My friend Doug has written about his current state of Non-Writing-Ness over at his blog. He talks about the differences in writing that first and second novel. He outlined his first but with his second, he is "flying blind." And that got me to thinking about my first two books.
My first novel, the Harry Truman mystery novel, Treason at Hanford, I decided to outline the entire book from start to finish. Back in 2005 when I was first writing that book, I learned that F. Scott Fitzgerald outlined all of his books. Hey, I thought, if he did it, why not me? And I also learned that even though outlining was a form of structure, the words and text took on a life of their own, revealing themselves in little nuances here and there. Another good factor about my outlining--I did it in scenes, written on note cards, and thumbtacked to a cork board--process was that in those precious two hours a day I had to write (10pm-midnight), I did not have any 'starting at the ceiling' moments. I knew exactly what I was to write that day. It helped. I wrote my first book in a little over 8 months.

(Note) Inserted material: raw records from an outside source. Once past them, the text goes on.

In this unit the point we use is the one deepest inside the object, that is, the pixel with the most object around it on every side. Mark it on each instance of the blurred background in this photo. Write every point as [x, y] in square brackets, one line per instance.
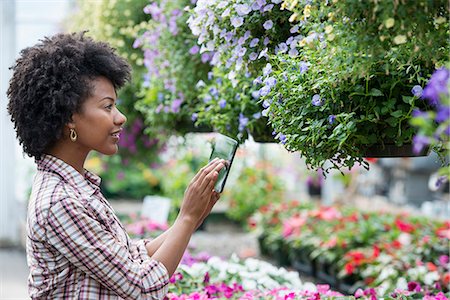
[155, 161]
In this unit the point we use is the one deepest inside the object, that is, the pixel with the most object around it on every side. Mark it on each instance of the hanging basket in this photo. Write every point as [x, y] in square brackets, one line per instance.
[187, 126]
[392, 150]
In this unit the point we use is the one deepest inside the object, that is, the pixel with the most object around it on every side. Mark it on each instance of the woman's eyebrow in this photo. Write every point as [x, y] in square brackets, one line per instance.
[108, 98]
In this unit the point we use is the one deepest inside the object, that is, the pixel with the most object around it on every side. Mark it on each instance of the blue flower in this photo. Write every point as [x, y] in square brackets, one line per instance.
[443, 114]
[267, 69]
[257, 115]
[243, 121]
[417, 91]
[222, 103]
[264, 90]
[237, 21]
[419, 143]
[253, 56]
[254, 42]
[243, 9]
[331, 119]
[316, 100]
[266, 104]
[303, 67]
[436, 86]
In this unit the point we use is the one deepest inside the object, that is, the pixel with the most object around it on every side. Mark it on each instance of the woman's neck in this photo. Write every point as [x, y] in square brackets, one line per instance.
[70, 154]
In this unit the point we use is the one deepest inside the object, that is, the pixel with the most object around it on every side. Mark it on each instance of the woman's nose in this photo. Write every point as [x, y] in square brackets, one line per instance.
[120, 118]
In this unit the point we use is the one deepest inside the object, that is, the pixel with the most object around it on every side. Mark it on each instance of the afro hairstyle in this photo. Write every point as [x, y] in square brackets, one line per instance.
[50, 82]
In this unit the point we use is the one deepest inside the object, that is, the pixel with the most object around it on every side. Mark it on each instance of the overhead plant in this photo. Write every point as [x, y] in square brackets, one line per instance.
[351, 84]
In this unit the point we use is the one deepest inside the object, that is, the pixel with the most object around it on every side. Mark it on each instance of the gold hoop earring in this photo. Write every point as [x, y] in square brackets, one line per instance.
[73, 135]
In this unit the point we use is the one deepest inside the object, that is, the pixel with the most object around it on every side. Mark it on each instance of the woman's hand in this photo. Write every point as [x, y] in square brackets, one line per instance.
[200, 196]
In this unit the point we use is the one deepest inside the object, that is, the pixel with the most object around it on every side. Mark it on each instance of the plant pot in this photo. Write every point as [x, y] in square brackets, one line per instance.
[327, 272]
[314, 190]
[392, 150]
[263, 250]
[185, 126]
[302, 263]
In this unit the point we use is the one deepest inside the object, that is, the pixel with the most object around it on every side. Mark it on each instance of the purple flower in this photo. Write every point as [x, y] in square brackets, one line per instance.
[176, 105]
[417, 91]
[253, 56]
[257, 5]
[237, 21]
[441, 180]
[214, 92]
[293, 52]
[268, 8]
[303, 67]
[222, 103]
[282, 47]
[419, 143]
[316, 100]
[255, 94]
[443, 260]
[414, 286]
[207, 98]
[294, 29]
[243, 9]
[243, 121]
[120, 176]
[443, 114]
[264, 90]
[254, 42]
[271, 82]
[205, 57]
[137, 43]
[194, 49]
[418, 113]
[331, 119]
[267, 69]
[436, 86]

With my second, however, things have changed. I am writing a contemporary crime novel set here in Houston post-Katrina. And, since I outlined the first book, I kept to that tradition. And I've found myself in Outline Hell! For the longest time, I told myself "You can't start writing until you know how the book ends." That has led to paralysis. I keep trying to figure out what the book was about and whom should be the focus. I keep trying to make the book perfect from the get-go. Wrong idea.
Originally, I had as my main character a black, ex-con, former enforcer, out of prison and seeking redemption. Now, my main character is a white, female, HPD detective with a streak of compassion running through her. How's that for a shift in focus?

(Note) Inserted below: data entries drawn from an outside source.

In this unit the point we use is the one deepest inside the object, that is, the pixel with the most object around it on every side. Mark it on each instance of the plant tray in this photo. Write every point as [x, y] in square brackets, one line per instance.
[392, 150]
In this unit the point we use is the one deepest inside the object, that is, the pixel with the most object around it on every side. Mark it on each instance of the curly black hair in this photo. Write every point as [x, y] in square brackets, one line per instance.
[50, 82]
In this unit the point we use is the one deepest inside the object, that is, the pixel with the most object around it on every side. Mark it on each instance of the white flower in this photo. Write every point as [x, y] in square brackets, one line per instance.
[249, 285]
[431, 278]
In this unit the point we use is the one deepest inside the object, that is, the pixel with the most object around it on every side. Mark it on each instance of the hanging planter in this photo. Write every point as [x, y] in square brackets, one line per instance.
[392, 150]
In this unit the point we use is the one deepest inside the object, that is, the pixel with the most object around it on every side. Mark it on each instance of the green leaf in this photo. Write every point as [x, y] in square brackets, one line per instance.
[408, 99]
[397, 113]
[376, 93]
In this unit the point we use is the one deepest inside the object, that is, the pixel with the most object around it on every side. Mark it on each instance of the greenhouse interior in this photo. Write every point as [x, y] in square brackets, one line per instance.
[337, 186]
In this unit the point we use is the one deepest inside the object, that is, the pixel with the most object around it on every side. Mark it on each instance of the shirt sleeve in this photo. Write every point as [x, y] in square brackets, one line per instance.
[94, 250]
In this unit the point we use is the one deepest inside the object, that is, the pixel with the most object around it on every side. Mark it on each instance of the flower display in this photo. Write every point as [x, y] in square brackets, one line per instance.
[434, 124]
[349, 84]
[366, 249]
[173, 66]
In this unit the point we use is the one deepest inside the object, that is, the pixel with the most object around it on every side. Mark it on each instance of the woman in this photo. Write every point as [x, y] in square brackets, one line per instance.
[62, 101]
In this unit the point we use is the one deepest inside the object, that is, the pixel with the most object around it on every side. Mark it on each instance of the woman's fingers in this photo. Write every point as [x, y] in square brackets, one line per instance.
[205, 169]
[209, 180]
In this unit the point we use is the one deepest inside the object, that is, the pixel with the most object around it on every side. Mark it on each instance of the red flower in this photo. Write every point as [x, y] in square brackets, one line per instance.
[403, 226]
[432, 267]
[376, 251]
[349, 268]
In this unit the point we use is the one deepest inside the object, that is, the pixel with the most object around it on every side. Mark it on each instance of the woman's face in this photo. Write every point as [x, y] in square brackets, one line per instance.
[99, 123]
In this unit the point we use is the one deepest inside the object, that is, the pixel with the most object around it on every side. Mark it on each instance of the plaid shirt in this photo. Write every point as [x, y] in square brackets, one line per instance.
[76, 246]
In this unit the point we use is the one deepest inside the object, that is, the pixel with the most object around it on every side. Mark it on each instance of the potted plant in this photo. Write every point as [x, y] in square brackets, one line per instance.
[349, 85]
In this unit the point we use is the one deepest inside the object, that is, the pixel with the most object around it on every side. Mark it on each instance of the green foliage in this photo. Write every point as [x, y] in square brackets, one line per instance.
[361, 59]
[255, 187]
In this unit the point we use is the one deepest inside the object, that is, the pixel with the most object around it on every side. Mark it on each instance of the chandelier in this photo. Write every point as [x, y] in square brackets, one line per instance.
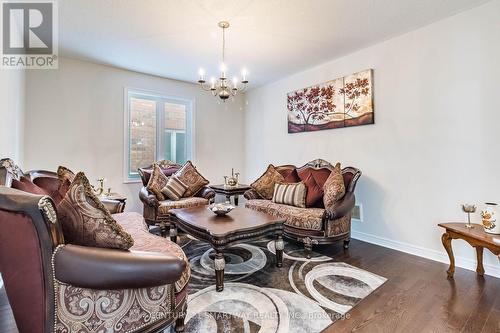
[221, 87]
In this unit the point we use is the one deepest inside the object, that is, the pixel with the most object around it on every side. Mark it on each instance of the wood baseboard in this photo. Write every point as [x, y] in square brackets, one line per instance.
[440, 256]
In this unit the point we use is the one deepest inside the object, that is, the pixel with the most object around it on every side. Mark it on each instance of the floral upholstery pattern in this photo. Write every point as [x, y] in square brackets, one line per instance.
[167, 205]
[157, 182]
[12, 168]
[85, 221]
[192, 178]
[303, 218]
[340, 226]
[251, 194]
[127, 310]
[264, 186]
[66, 177]
[144, 241]
[334, 187]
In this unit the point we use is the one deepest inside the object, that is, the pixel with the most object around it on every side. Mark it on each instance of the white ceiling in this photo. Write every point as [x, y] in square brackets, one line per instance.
[272, 38]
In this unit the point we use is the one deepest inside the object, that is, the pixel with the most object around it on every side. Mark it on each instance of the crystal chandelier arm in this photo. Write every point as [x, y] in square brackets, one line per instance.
[205, 86]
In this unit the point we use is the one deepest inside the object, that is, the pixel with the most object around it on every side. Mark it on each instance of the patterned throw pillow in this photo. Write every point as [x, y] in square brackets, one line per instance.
[157, 182]
[27, 185]
[292, 176]
[264, 186]
[334, 187]
[314, 191]
[174, 189]
[191, 178]
[66, 177]
[290, 194]
[85, 221]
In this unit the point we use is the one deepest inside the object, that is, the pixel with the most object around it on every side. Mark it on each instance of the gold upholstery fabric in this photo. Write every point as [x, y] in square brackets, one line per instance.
[264, 186]
[157, 182]
[167, 205]
[334, 188]
[85, 221]
[192, 178]
[303, 218]
[126, 310]
[144, 241]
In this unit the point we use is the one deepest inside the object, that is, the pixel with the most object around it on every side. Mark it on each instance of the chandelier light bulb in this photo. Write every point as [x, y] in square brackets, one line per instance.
[201, 72]
[223, 69]
[244, 74]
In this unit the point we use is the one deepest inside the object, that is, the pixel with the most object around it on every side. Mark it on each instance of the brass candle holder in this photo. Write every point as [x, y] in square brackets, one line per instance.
[468, 208]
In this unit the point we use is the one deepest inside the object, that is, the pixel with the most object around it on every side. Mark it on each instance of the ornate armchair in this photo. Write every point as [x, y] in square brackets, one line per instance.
[157, 212]
[315, 225]
[58, 287]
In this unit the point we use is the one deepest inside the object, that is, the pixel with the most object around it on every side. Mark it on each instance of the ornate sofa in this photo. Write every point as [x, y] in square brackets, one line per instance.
[315, 225]
[58, 287]
[157, 212]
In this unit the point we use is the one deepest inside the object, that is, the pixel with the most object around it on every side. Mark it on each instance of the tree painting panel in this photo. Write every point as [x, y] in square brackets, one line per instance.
[338, 103]
[358, 99]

But lately, I've made two crucial decisions and it all stems from the mantra Get It Written. One, I've decided to make my story a multiple-POV story. My ex-con, my detective, and some of the New Orleans evacuees will all share top billing and I will have certain chapters from each person's POV. That's a far cry from my original first-person POV versions of the book (I'm on version 4 now). Two, I'm just going to write it all down and if, after I've done that, the book does not flow with all of these characters, I'll trim it back. But I'll have the text down. As it is right now, I have nearly 100pp of written material...most of which I can't use. But it has all led me to this moment: Just Get It Written.

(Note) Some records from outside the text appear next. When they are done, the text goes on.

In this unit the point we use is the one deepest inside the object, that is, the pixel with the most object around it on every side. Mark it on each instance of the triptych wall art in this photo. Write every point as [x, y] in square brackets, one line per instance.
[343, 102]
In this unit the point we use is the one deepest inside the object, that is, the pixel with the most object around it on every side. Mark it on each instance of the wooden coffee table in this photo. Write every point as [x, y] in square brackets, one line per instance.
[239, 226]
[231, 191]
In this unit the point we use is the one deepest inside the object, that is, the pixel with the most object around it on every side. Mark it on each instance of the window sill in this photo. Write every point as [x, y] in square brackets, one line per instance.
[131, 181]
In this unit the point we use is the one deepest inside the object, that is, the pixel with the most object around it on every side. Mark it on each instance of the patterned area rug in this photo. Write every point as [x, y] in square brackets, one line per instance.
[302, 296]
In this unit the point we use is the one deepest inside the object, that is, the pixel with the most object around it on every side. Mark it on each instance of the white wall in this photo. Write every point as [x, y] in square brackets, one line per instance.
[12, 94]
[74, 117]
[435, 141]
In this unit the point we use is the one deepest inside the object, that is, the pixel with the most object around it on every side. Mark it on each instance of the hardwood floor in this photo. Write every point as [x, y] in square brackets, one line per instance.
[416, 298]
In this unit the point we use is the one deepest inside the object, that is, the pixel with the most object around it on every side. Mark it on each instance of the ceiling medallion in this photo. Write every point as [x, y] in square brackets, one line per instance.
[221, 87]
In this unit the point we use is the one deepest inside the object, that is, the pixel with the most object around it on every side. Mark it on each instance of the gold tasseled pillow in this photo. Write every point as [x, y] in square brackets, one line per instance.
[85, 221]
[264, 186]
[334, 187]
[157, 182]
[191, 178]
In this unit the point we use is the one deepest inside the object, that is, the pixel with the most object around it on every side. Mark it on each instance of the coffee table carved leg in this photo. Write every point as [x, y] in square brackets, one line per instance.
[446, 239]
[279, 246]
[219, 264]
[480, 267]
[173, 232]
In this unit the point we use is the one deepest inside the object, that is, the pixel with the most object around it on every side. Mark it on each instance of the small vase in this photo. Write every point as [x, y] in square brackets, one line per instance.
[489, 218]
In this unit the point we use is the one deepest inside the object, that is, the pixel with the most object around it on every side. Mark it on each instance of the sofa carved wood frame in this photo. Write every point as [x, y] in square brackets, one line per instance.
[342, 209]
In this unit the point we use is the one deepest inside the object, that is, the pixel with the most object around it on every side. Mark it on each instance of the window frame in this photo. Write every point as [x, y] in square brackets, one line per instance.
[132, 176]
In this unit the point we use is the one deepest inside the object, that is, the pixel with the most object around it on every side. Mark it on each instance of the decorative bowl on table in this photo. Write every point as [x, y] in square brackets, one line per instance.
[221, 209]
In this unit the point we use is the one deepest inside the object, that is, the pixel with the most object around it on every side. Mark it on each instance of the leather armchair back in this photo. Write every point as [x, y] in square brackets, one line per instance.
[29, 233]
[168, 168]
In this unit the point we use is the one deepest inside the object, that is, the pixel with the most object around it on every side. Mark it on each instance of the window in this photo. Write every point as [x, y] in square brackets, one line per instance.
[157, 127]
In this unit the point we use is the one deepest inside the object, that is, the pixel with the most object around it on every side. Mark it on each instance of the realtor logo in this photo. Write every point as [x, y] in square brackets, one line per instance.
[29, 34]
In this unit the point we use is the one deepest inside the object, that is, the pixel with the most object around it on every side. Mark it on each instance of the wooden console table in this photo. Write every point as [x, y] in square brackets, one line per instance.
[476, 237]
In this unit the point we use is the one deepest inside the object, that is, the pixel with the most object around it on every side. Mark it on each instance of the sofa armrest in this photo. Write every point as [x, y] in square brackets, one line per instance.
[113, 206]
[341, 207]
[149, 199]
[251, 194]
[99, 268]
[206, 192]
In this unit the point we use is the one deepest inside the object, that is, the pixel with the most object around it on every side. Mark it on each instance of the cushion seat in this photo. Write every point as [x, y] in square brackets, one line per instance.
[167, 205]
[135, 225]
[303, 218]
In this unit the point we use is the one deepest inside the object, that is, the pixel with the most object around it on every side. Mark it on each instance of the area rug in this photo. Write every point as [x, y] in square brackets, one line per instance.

And, I've abandoned my intense desire to have the book 100% outlined before I start. I have 75-80% of it in my head and written down and I know how I'd like the book to end. It's just that the parts just after Act II ends and the big finale that are cloudy. But, I'm forging ahead.
I originally wanted the book finished by Memorial Day 2007 so I could shop it at the MWA-Southwest conference in Dallas back in June 2007. Then, I decided to complete the first draft by Labor Day 2007. Now, while I'll have a good chunk written by then, I'm not sure I'll have the entire thing finished. But I'll be well on my way. And, with a complete draft ready by the fall, I'll be able to start shopping my second novel around while I write/submit some short stories and start to work on Novel #3: probably a SF book. We'll see.
Oh, and once I get the software and hardware necessary, I'll be podcasting my Harry Truman novel over at Podiobooks.com. And, if that goes well, I'll podcast my second book. It's an adventure, writing, but it is a glorious one.